AS THE dealing floor at IG Group waited nervously for the “US open” at 2.30pm yesterday after Friday’s carnage in the global markets, the atmosphere was surreal.
The trading floor was eerily quiet as Dow Jones opened down almost 220 points on the close of Friday, punctuated by the occasional “excellent” in the voice of Mr Burns from The Simpsons – an automated response woven into IG’s trading software.
But – despite all-too brief rallies – there was nothing “excellent” about yesterday’s crazily zigzagging markets, on a par with October 2008 as the most volatile David Jones, IG Group’s chief market strategist, has seen in his eight years in the City.
“There was relentless panic selling then and it is the same now,” said Jones, reaching for his Nicorette gum. “There has been day after day of massive selling, with falls leading to more falls. The debt is bad and the economies aren’t growing – there is nothing positive to report.”
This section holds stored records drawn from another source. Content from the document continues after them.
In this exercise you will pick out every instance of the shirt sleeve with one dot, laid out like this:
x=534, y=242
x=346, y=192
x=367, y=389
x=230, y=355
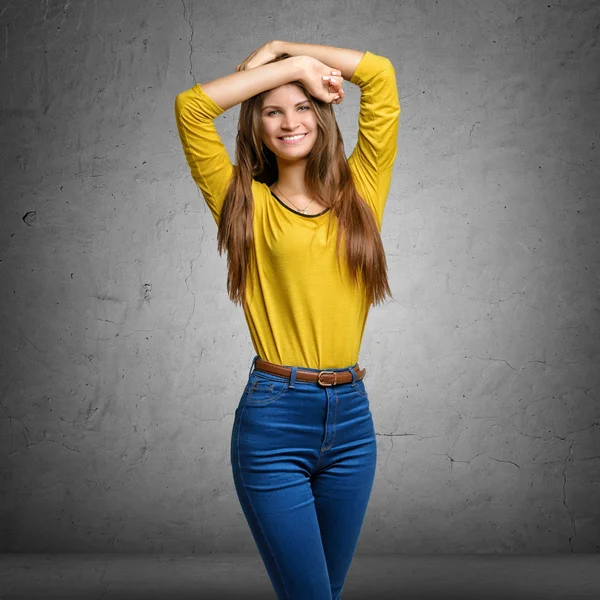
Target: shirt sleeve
x=372, y=160
x=206, y=154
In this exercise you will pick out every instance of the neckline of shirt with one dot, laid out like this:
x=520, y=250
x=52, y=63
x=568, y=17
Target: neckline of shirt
x=295, y=211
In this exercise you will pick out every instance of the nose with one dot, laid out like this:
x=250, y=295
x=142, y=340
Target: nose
x=289, y=122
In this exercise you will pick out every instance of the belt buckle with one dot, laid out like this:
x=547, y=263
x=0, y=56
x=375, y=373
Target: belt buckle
x=323, y=383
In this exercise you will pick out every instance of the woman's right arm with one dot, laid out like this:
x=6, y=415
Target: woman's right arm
x=196, y=109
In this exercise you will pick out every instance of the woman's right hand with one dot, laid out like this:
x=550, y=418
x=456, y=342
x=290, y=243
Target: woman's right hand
x=322, y=81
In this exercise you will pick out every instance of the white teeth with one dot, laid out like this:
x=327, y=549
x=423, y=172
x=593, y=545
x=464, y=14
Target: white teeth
x=289, y=138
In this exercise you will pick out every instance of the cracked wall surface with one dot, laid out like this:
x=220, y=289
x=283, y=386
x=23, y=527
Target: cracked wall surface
x=122, y=360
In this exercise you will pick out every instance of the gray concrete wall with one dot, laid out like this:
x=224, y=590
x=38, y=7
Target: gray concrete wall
x=122, y=360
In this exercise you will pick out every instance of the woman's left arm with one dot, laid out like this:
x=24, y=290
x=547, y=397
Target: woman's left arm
x=342, y=59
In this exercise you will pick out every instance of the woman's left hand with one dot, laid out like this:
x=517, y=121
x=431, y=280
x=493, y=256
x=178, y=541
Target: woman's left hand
x=259, y=57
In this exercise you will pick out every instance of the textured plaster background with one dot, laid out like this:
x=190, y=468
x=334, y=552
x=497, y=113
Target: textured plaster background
x=122, y=360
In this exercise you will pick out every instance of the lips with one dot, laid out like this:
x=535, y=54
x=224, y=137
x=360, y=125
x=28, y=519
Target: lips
x=293, y=139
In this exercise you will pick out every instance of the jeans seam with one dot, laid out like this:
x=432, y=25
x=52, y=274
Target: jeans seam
x=266, y=539
x=334, y=427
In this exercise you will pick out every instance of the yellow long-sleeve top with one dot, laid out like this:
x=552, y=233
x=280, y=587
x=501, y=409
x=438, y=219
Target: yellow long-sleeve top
x=302, y=307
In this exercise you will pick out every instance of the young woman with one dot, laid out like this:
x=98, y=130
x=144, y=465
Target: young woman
x=300, y=224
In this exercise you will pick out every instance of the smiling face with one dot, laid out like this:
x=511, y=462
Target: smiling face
x=289, y=124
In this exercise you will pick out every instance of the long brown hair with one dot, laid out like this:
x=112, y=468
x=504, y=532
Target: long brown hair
x=328, y=178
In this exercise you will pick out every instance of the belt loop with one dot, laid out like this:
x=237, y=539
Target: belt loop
x=353, y=372
x=252, y=366
x=293, y=377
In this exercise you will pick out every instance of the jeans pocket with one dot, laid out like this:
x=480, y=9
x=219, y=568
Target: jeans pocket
x=360, y=389
x=262, y=391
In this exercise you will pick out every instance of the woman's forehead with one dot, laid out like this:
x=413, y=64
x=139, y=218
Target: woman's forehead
x=284, y=94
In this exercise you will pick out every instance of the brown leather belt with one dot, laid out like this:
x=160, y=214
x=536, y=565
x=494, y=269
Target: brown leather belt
x=324, y=378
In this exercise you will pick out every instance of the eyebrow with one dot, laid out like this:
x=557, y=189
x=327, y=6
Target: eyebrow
x=275, y=106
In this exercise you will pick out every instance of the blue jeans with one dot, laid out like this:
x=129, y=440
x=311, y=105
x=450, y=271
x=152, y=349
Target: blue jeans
x=303, y=459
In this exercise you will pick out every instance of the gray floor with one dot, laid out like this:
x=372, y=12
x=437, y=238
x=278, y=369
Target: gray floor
x=135, y=577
Watching the FTSE fall a further 25 points, he added: “It is a tale of short-term lifts that are smashed down again. Any good news is short-lived.”
The carnage has, at least, translated to higher trading and deal volumes. Last Friday, IG hit more than two billion shares traded on the FTSE 100, rounding off a bumper week where it took 1.25m client deals.
“We are breaking pretty much every record we have,” said IG Index managing director Tim Hughes, reporting an “adrenaline rush” on the dealing floor as the traders watch the “events of global significance”.
So where now? “It’s difficult to see a way out for Italy, but the US dollar will remain the global reserve currency in the short- to medium-term.”